Cardiac Electro-Mechanics: From CellML to the Whole Heart
My PhD thesis in Bioengineering at the University of Auckland, completed March 2005. Supervised by Prof. Peter Hunter.
We have developed a computational modelling and simulation framework for cardiac electromechanics which for the first time tightly couples cellular, tissue, and whole heart modelling paradigms. Application of the framework has been demonstrated in simulations of the electrical activation and mechanical contraction of cardiac myocytes, myocardial tissue, and models of ventricular structure and function.
The framework has been implemented as part of the CMISS computational modelling environment. This allows for detailed specification of tissue microstructure and the variation of cellular models and their material parameters over a geometric domain of interest. Through previous work in CMISS we have access to a large pool of existing models and methods on which to base this work.
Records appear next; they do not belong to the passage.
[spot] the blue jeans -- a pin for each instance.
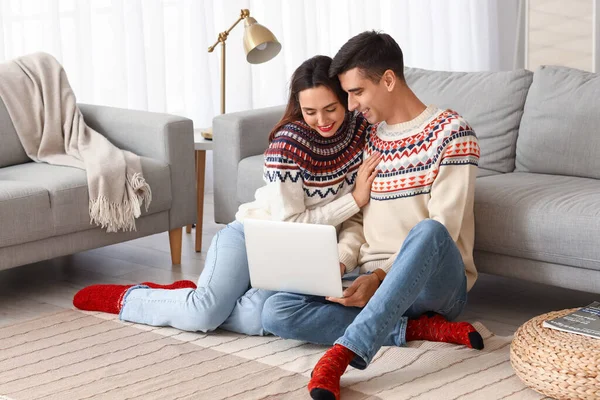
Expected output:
(427, 275)
(223, 298)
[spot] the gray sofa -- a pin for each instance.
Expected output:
(537, 197)
(44, 208)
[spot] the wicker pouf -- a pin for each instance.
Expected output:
(557, 364)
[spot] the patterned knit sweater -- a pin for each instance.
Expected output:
(310, 178)
(428, 171)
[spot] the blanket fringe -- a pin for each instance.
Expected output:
(121, 216)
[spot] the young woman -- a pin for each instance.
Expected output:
(313, 174)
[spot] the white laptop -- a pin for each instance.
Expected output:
(293, 257)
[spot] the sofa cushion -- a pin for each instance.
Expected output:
(250, 177)
(481, 172)
(68, 191)
(25, 213)
(11, 151)
(559, 129)
(492, 103)
(540, 217)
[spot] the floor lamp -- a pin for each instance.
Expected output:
(260, 45)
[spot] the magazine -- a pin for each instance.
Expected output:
(585, 321)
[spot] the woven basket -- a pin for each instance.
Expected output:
(557, 364)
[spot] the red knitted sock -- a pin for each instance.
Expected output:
(325, 381)
(108, 298)
(435, 328)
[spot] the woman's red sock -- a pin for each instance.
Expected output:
(435, 328)
(108, 298)
(325, 381)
A key aspect of our framework is the implementation of methods allowing the dynamic specification of mathematical models at run-time using CellML – an XML language designed to store and exchange computer based biological models. We use these methods to enable the specification of cellular level models using CellML, thus providing a very powerful method to simply “plug” cellular models into the distributed tissue and organ level models. While in this work we have developed specific cellular models, and their CellML description, the framework is now developed to the point where a non-expert user could pull out a given model and plug-in their own model. This allows cellular modellers to develop their models and then bring them into a distributed model of tissue or organ physiology.
We present a review of cellular electrophysiology and mechanics models. As a demonstration of the ability of CellML to describe cardiac cellular models in a computationally useful manner we have encoded the majority of these models into CellML. The CellML descriptions of these models are provided as they were used in the computational simulations which generated all results presented for the models directly from the CellML encoded models.
While the work described in this thesis focuses on cardiac electro-mechanics, the framework has much wider applicability. As such, this work forms the beginning of a generalised simulation framework for the IUPS Physiome Project, with the goal being models describing entire organisms from proteins through to organ systems.